Muito bem, esse relato, dentro de um grupo determinado, conver­te-se em tradição viva. A distância com relação à sua primeira inscrição de sentido abre-o outra vez à releitura. Por isso dissemos há pou­co que essa "palavra" enclausuradora da mensagem do fato torna-se polissêmica em um segundo momento. É a continuação de um mes­mo processo hermenêutico. A tradição, então, que se reveste de mui­tas formas, desde práticas determinadas até textos orais ou escritos, é a releitura organizada de anteriores leituras de acontecimentos fun­dantes. O adjetivo "organizada" deve entender-se no sentido de uma estruturação social de práticas, mitos ou relatos sobre as origens, cos­movisão, leis, ritos, etc., que aglutinam um grupo humano. Isto pode­ se exemplificar no caso de Israel, de outras religiões, ou de tradições filosóficas, políticas ou de qualquer signo. A realidade social e o fenômeno hermenêutico subjacente interrelacionam-se em todos os ca­sos. Não importa aqui a dimensão ou a quantidade de tradições. Em seu tempo, a tradição "javista" do Pentateuco certamente entrou em conflito com a tradição "eloísta". Na redação atual, no entanto, con­fluem em uma nova tradição que as engloba sem conflito. Este fenô­meno tem mil ramificações.
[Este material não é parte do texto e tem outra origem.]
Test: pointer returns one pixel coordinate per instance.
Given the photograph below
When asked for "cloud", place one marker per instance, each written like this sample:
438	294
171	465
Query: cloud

Por isso, de forma genérica, falamos em tradição para ilustrar o que acontece a nível de interpretação se par­tirmos de um acontecimento significativo. Como cada tradição, ou cada momento de uma tradição maior, entra em conflito com ou­tra tradição atual que remonta ao mesmo fato interpretado, defronta­mo-nos novamente com o que denominamos de luta pela apropria­ção do sentido, com pretensões de totalidade e exclusividade.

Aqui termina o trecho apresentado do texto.